Question

An object made of two disk-shaped sections, \(\mathrm{A}\) and \(\mathrm{B}\), as shown in the figure, is rotating about an axis through the center of disk A. The masses and the radii of disks \(A\) and \(B\). respectively are, \(2.00 \mathrm{~kg}\) and \(0.200 \mathrm{~kg}\) and \(25.0 \mathrm{~cm}\) and \(2.50 \mathrm{~cm}\). a) Calculate the moment of inertia of the object. b) If the axial torque due to friction is \(0.200 \mathrm{~N} \mathrm{~m}\), how long will it take for the object to come to a stop if it is rotating with an initial angular velocity of \(-2 \pi \mathrm{rad} / \mathrm{s} ?\)

Short answer

Question: Calculate the time it takes for the object (a combination of two disks) to come to a stop, given the following data. Disk A has a mass of 2.00 kg and a radius of 25.0 cm. Disk B has a mass of 0.200 kg and a radius of 2.50 cm. The initial angular velocity is -2π rad/s, and the torque due to friction is 0.200 N.m. Answer: To find the time it takes for the object to stop, follow these steps: 1. Calculate the moments of inertia for Disk A and Disk B using the formula \(I = \frac{1}{2}MR^2\). 2. Add the moments of inertia of both disks to find the total moment of inertia of the object. 3. Calculate the angular acceleration needed to stop the object using the formula \(\alpha = \frac{\tau}{I}\). 4. Use the equation \(t = \frac{\omega_f - \omega_0}{\alpha}\) to find the time it takes for the object to stop. Using the given data, follow each step to determine the time it takes for the object to come to a stop.

Step-by-step solution

Moment of Inertia for a disk

The moment of inertia for a disk rotating around its central axis can be calculated using the formula \(I = \frac{1}{2}MR^2\), where \(I\) is the moment of inertia, \(M\) is the mass of the disk, and \(R\) is the radius of the disk.

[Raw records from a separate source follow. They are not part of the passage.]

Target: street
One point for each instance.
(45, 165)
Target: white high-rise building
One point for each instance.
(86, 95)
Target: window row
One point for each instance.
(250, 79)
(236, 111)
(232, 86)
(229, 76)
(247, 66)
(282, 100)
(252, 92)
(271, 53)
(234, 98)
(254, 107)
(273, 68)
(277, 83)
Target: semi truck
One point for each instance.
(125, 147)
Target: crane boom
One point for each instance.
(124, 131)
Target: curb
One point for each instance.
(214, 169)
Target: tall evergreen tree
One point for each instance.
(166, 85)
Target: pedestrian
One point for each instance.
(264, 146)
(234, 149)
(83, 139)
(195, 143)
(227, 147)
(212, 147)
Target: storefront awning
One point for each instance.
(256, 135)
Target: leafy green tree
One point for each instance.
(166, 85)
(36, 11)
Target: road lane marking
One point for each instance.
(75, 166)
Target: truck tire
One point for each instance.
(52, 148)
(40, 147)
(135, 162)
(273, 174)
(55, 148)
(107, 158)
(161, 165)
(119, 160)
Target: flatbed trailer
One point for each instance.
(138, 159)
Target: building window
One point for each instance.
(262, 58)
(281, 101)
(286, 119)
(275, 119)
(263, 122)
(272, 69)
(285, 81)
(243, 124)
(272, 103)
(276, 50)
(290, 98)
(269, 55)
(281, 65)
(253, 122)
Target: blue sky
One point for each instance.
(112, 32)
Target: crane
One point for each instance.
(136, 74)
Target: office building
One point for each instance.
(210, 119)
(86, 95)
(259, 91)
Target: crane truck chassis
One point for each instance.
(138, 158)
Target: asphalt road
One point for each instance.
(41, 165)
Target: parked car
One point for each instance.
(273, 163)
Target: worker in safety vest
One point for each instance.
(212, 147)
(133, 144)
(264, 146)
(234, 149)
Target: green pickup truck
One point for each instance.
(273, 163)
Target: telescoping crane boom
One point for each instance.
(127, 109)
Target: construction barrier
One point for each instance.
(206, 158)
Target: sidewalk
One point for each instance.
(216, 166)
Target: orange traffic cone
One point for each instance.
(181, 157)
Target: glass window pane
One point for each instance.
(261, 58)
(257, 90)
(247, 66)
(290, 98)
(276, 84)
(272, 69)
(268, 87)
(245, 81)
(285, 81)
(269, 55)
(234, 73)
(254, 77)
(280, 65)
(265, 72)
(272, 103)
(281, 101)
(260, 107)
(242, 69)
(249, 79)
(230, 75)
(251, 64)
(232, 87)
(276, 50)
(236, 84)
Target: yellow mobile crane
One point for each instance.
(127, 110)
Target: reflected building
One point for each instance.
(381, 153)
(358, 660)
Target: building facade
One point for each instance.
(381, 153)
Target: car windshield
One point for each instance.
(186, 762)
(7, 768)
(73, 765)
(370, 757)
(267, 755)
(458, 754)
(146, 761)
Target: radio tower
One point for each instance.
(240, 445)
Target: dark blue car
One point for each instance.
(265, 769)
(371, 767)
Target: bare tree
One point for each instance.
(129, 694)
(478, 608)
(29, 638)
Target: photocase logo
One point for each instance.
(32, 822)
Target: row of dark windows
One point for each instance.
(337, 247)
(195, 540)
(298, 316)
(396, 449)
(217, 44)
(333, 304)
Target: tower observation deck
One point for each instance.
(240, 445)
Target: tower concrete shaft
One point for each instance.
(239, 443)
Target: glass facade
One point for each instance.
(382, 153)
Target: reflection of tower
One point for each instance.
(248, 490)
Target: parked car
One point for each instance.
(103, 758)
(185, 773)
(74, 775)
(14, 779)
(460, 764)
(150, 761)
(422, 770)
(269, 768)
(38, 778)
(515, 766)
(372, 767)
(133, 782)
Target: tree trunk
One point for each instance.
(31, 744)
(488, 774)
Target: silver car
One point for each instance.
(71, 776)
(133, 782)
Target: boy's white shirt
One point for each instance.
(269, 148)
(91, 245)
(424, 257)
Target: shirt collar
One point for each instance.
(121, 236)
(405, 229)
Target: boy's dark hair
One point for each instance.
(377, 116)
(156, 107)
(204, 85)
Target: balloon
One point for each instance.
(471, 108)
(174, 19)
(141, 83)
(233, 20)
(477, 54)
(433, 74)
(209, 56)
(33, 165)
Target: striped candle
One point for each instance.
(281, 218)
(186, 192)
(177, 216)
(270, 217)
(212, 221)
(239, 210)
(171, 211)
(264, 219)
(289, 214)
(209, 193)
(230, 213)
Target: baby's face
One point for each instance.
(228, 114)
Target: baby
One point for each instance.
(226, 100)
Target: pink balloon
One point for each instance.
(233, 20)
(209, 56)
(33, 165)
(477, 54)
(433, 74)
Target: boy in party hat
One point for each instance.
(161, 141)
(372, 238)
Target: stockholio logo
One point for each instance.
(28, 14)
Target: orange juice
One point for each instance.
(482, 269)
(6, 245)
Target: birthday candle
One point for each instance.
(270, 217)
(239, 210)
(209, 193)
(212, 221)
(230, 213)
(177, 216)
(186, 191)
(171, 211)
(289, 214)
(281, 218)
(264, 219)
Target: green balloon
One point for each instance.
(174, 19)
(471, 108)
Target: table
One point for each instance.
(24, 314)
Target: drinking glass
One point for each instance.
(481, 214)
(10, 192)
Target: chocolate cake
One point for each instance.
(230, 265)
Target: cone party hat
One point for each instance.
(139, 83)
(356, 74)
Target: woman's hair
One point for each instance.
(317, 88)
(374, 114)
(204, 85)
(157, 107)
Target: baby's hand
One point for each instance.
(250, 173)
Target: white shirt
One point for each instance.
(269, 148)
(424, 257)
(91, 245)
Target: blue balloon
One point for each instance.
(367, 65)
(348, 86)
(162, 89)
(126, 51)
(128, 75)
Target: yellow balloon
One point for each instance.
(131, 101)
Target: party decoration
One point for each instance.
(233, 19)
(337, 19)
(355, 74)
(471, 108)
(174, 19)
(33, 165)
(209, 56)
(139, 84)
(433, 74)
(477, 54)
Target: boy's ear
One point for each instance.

Moment of Inertia for Disk A

First, we need to calculate the moment of inertia for disk A using the given mass and radius. The mass of Disk A is \(2.00\,\mathrm{kg}\), and the radius is \(25.0\,\mathrm{cm}\), which is equal to \(0.25\,\mathrm{m}\) in SI units. So, the moment of inertia for Disk A will be: \(I_A = \frac{1}{2} (2.00\,\mathrm{kg}) (0.25\,\mathrm{m})^2\).

Moment of Inertia for Disk B

Similarly, we need to calculate the moment of inertia for disk B using the given mass and radius, which are \(0.200\,\mathrm{kg}\) and \(2.50\,\mathrm{cm}\), respectively. To convert the radius into SI units, we need to divide it by 100, i.e., \(2.50\,\mathrm{cm}\) = \(0.025\,\mathrm{m}\). So, the moment of inertia for Disk B will be: \(I_B = \frac{1}{2} (0.200\,\mathrm{kg}) (0.025\,\mathrm{m})^2\).

Combined Moment of Inertia

The moment of inertia of the object is the sum of the individual moments of inertia of the two disks. Thus, the total moment of inertia of the object will be: \(I = I_A + I_B\). #b)# Time to Come to a Stop

Calculating Angular Acceleration

We know that the torque due to friction (\(\tau\)) is equal to the moment of inertia (\(I\)) multiplied by the angular acceleration (\(\alpha\)), or \(\tau = I \alpha\). We are given the torque due to friction as \(0.200\,\mathrm{N}\,\mathrm{m}\). We can find the angular acceleration required to stop the object by rearranging the equation: \(\alpha = \frac{\tau}{I}\).

Calculating the Time

Since the final angular velocity (\(\omega_f\)) of the object will be zero when it comes to a stop, we can use the equation \(\omega_f = \omega_0 + \alpha t\) to find the time (\(t\)) it will take for the object to stop. We know the initial angular velocity (\(\omega_0\)) is \(-2\pi\,\mathrm{rad/s}\). By rearranging the equation to solve for \(t\), we get \(t = \frac{\omega_f - \omega_0}{\alpha}\).

Key concepts

Understanding Angular Velocity

Angular velocity, denoted by the symbol \( \omega \), is a vector quantity that represents how fast an object rotates or revolves around a fixed axis. It is measured in radians per second (\( \text{rad/s} \)). In essence, it tells us the angle through which an object turns in a unit of time.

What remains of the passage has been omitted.